According to Webster’s Dictionary, death is the permanent cessation of all vital functions. In my book death happens when I am no longer able to keep the patient alive or when we should not be keeping the patient alive. In the later case, keeping the patient alive is unethical, unreasonable and has no future benefit for the person. This is probably a simplified view of what happens in the Intensive Care Unit, but it’s true.

For every patient that dies in the ICU I get a death certificate that has to be filled out. Along with the patient’s name, DOB, SSN I have to document the cause of death.

Coming up with the real or leading cause of death sometimes gets complicated. Most patients die from cardiorespiratory arrest – the heart stops and the patient is no longer breathing. Some patients are declared brain dead when the primary insult causes cessation of brain function. Since all patients die when their heart stops, it’s what led to this arrest that should be considered the cause of death.

In many cases it’s fairly easy. For example the patient might die from an overwhelming lung injury caused by pneumonia. The patient might become brain dead after a severe head injury etc.
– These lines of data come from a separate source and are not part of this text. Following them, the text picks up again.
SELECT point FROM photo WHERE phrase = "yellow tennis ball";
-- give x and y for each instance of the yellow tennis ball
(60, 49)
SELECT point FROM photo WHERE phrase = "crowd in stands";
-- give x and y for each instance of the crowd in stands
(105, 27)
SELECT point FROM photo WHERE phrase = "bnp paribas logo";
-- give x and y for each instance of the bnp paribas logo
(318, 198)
In some cases, things happen so quickly that you never have a chance to figure it out. If the patients presents with a low blood pressure and arrests on your door step, there could be multiple conditions leading to this. With the declining rate of autopsies you might not have the benefit of the postmortem exam to “satisfy your curiosity”.
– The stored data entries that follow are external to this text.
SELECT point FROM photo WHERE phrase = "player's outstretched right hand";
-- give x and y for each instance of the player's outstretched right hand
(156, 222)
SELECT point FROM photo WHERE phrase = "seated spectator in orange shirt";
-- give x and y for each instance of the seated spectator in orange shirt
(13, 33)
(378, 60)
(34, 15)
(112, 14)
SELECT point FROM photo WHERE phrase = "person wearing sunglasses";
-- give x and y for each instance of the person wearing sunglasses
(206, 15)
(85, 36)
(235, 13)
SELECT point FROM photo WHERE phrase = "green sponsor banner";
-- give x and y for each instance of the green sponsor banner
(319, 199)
In some cases the sequence of events could be so complex that coming up with ultimate cause of death becomes tricky. For example, the patient with a cancer was given chemotherapy reducing his blood counts. Having no white cells to fight the infection the patient developed overwhelming sepsis and renal failure. Low blood pressure and tachycardia increased metabolic demand on the patient’s heart leading to the heart attack. The patient goes into a cardiac arrest and suffers anoxic brain injury; the family decides to withdraw care based on a poor prognosis.

Even thought the patient died from anoxic brain injury, the ultimate culprit of his death was cancer triggering the cascade of unfortunate events.

Documenting the correct cause of death is important not only for the statistical purposes but important for the family of the patient as well. Knowing what their loved one ultimately died from might provide closure and peace.